Data Engineer

Job ID 2022-4492

Technology New York, New York United States


Description

Position at WebMD

WebMD is the most recognized and trusted brand of health information and the leading provider of health information services, serving consumers, physicians, healthcare professionals, employers and health plans through our public and private online portals and WebMD the Magazine. The WebMD Health Network includes WebMD, Medscape, MedicineNet, eMedicine, RxList, theheart.org and Medscape Education. Our consumer portals and mobile health applications provide engaging, relevant and credible health and wellness information, personalized health assessment tools and access to online communities.

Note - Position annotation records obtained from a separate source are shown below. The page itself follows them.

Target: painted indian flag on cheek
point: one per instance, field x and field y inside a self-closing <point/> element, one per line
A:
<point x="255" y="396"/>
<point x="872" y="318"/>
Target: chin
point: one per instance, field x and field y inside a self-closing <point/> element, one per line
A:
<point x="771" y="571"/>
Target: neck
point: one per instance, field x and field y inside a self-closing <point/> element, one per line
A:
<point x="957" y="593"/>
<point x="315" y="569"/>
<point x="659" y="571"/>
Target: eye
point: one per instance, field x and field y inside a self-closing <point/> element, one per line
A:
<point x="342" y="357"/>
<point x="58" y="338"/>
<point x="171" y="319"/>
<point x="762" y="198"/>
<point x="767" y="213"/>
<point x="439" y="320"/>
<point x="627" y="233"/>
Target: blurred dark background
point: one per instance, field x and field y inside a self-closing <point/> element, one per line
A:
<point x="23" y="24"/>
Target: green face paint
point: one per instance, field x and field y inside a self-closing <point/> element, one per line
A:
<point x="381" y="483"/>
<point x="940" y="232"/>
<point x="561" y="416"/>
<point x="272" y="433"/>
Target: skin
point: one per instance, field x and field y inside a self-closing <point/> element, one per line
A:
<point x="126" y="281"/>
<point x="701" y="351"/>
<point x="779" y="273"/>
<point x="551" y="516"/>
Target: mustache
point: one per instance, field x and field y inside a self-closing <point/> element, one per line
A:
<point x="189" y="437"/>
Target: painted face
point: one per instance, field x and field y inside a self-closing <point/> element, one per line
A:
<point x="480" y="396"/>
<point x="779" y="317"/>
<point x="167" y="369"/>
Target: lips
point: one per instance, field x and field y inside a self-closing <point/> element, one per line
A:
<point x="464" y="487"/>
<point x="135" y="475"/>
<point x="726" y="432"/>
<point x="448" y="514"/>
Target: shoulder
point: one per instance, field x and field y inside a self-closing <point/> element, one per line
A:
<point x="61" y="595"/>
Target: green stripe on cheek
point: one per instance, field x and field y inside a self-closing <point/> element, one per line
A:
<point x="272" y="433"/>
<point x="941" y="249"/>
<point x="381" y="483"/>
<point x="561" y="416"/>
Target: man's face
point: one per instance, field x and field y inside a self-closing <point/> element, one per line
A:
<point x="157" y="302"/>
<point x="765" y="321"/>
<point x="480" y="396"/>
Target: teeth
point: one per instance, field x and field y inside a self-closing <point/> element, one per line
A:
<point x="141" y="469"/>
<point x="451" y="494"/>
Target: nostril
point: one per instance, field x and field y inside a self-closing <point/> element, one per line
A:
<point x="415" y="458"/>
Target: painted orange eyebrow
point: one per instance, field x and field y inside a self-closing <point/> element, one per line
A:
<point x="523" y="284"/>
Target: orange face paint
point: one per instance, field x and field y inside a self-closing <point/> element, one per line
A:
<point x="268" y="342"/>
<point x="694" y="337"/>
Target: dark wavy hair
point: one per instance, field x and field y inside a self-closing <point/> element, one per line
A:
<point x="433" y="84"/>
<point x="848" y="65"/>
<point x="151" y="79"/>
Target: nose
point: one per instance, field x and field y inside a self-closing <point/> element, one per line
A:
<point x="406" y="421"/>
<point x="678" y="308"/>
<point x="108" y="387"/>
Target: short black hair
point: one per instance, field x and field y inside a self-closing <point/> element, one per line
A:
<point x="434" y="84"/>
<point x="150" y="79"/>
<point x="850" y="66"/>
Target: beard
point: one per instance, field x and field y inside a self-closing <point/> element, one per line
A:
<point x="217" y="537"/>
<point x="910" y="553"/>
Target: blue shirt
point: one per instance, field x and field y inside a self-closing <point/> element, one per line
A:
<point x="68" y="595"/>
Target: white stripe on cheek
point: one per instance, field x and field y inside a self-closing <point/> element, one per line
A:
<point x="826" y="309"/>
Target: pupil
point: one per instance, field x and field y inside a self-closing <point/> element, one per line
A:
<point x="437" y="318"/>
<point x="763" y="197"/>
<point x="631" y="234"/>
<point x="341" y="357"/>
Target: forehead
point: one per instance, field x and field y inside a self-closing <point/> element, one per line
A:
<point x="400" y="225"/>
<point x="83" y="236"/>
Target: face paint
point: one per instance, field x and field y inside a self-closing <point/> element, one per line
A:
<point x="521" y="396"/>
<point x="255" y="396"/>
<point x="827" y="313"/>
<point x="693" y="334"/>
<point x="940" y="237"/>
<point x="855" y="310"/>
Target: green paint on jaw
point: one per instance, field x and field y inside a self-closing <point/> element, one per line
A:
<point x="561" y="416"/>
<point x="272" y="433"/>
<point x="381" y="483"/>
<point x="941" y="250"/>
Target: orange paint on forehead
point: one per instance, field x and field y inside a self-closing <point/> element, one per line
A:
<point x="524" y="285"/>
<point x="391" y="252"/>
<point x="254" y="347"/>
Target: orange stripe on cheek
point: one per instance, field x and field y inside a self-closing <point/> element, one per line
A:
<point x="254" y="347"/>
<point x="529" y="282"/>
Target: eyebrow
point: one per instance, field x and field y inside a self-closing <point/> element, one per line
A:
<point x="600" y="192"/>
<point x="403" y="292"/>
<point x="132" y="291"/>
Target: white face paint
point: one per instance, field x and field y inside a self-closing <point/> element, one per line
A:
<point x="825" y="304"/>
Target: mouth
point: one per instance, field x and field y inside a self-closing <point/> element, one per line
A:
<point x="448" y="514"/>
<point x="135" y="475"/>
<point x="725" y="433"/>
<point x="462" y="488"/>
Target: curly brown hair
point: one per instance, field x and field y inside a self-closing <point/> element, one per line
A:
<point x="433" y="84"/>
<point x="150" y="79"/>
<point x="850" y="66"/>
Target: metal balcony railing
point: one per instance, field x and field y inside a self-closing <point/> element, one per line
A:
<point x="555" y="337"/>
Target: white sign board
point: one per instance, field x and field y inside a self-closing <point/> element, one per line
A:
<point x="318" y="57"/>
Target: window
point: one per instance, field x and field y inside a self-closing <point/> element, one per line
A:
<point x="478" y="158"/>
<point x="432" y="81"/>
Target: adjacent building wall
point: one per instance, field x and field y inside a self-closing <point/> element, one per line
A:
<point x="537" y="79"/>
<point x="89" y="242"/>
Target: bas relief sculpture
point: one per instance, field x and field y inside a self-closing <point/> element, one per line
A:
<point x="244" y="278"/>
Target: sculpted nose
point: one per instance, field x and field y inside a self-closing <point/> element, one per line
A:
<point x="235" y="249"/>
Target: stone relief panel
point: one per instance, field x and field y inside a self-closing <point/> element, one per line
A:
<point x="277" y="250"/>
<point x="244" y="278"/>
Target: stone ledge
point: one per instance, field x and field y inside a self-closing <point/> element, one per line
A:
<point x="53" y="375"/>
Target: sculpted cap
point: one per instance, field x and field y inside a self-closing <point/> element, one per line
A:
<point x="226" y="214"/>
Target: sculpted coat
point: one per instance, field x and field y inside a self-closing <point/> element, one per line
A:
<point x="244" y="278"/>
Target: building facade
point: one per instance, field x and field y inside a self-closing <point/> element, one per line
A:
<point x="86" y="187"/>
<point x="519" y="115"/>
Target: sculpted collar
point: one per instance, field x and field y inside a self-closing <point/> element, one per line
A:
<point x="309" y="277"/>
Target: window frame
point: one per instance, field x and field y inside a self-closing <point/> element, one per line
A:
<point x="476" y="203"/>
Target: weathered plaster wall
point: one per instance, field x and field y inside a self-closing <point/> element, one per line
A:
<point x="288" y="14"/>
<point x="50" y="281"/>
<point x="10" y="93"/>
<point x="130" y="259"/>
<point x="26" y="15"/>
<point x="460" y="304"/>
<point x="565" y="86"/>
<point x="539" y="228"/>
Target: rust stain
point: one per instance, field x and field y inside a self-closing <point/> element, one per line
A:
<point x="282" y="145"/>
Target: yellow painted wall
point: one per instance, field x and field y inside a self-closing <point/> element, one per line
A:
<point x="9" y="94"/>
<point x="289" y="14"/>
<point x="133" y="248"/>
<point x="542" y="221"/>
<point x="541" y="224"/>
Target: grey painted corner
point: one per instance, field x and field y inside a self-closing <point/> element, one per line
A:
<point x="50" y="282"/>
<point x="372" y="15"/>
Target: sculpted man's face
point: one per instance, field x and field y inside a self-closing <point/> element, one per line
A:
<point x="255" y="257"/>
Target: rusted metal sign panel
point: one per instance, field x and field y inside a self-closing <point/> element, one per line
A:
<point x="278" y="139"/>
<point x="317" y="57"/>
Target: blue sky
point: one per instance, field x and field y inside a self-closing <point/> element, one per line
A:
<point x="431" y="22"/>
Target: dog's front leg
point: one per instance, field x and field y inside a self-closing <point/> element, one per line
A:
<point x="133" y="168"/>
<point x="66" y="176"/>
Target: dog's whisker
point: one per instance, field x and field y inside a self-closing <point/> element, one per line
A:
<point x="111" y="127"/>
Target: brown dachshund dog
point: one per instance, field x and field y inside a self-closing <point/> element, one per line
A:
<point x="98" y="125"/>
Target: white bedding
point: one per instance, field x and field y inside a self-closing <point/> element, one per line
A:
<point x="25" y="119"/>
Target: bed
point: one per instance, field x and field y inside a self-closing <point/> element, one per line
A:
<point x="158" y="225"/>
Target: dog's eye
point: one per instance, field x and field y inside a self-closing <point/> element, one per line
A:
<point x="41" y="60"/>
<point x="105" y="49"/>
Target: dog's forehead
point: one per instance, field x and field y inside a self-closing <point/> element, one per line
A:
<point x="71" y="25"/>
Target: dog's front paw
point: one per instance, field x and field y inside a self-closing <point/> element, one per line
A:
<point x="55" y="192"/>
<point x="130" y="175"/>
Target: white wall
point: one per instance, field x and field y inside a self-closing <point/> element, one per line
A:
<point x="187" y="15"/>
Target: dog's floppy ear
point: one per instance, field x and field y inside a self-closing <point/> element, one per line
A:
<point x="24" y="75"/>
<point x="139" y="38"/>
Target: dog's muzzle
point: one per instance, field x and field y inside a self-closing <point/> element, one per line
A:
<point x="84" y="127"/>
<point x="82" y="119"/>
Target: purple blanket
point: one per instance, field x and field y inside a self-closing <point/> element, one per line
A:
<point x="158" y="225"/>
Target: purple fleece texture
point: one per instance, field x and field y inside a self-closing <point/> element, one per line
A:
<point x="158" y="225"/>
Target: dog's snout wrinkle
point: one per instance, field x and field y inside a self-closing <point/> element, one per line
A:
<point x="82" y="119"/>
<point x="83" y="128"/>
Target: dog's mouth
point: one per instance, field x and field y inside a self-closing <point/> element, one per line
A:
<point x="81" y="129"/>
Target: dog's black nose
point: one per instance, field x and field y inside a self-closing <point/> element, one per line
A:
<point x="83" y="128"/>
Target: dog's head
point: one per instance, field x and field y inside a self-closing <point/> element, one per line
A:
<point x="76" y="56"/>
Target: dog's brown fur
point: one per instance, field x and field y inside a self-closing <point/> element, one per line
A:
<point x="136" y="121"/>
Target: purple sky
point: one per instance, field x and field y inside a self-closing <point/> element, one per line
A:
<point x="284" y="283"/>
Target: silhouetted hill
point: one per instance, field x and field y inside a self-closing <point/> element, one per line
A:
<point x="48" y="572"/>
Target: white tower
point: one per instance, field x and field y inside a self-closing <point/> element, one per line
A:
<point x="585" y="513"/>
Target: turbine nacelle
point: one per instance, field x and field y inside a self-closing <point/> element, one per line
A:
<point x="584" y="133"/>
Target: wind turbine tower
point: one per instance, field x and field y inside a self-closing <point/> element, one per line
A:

WebMD is an Equal Opportunity/Affirmative Action employer and does not discriminate on the basis of race, ancestry, color, religion, sex, gender, age, marital status, sexual orientation, gender identity, national origin, medical condition, disability, veterans status, or any other basis protected by law.

Position Summary:

WebMD is looking for a Data Engineer with a diverse background in data integration to join the Data Management team. You don’t need to be a doctor to work at WebMD, but we’re looking for individuals who can diagnose and resolve any data problems. Some data are small, some are very large (1 trillion+ rows), some data is structured, some data is not. Our data comes in all kinds of sizes, shapes and formats, PostgreSQL, Oracle, SQL Server, Vertica, BigQuery, Mongo, Cockroach, Elasticsearch, Hive, Parquet, ORC, Iceberg to name a few.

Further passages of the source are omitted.